Facebook and WhatsApp sought the transfer of the cases to the Supreme Court since they could have a bearing on national security.
The Supreme Court said all the cases related to social media will be heard in the last week of January.
The Tamil Nadu government had until now resisted the social media companies' attempt to get the cases transferred to the top court.
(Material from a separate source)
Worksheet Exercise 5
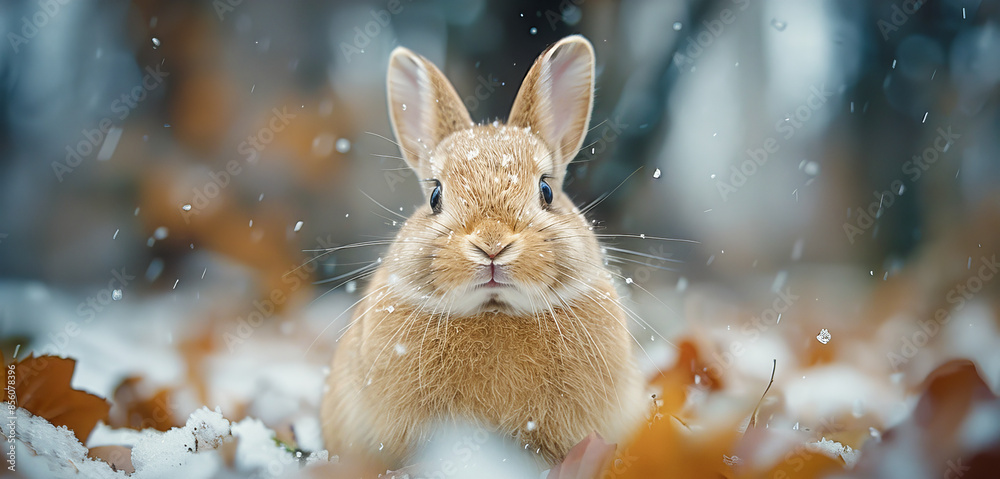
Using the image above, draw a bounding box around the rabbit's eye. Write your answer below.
[431,180,441,213]
[538,178,552,205]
Attorney General KK Venugopal, the lawyer representing Tamil Nadu, said WhatsApp and Facebook should decrypt any information that the government wants for analysis.
"WhatsApp and Facebook after coming to India can't say they can't decrypt information," said the Attorney General before Tamil Nadu agreed to send the cases to the Supreme Court.
The two companies said they didn't have the "key" to decrypt information and they can only cooperate with the authorities.
"The government wants the key from the house owner and the owner says he doesn't have the key," said a Supreme Court bench of Justices Deepak Gupta and Aniruddha Bose.
Another petitioner, the Internet Freedom Association, told the top court its petition is already pending before another bench of the Supreme Court and this bench may consider "not trampling on the rights of citizens".
Solicitor General Tushar Mehta, representing the centre, said the move to finalise rules for social media is not a ploy to breach privacy of citizens, but is meant to protect national security and sovereignty.
Mr Mehta denied allegations by some of the petitioners that the proposed move to pin liability on social media firms to trace the originator of a particular message or content is the government's strategy to "trample an individual's privacy".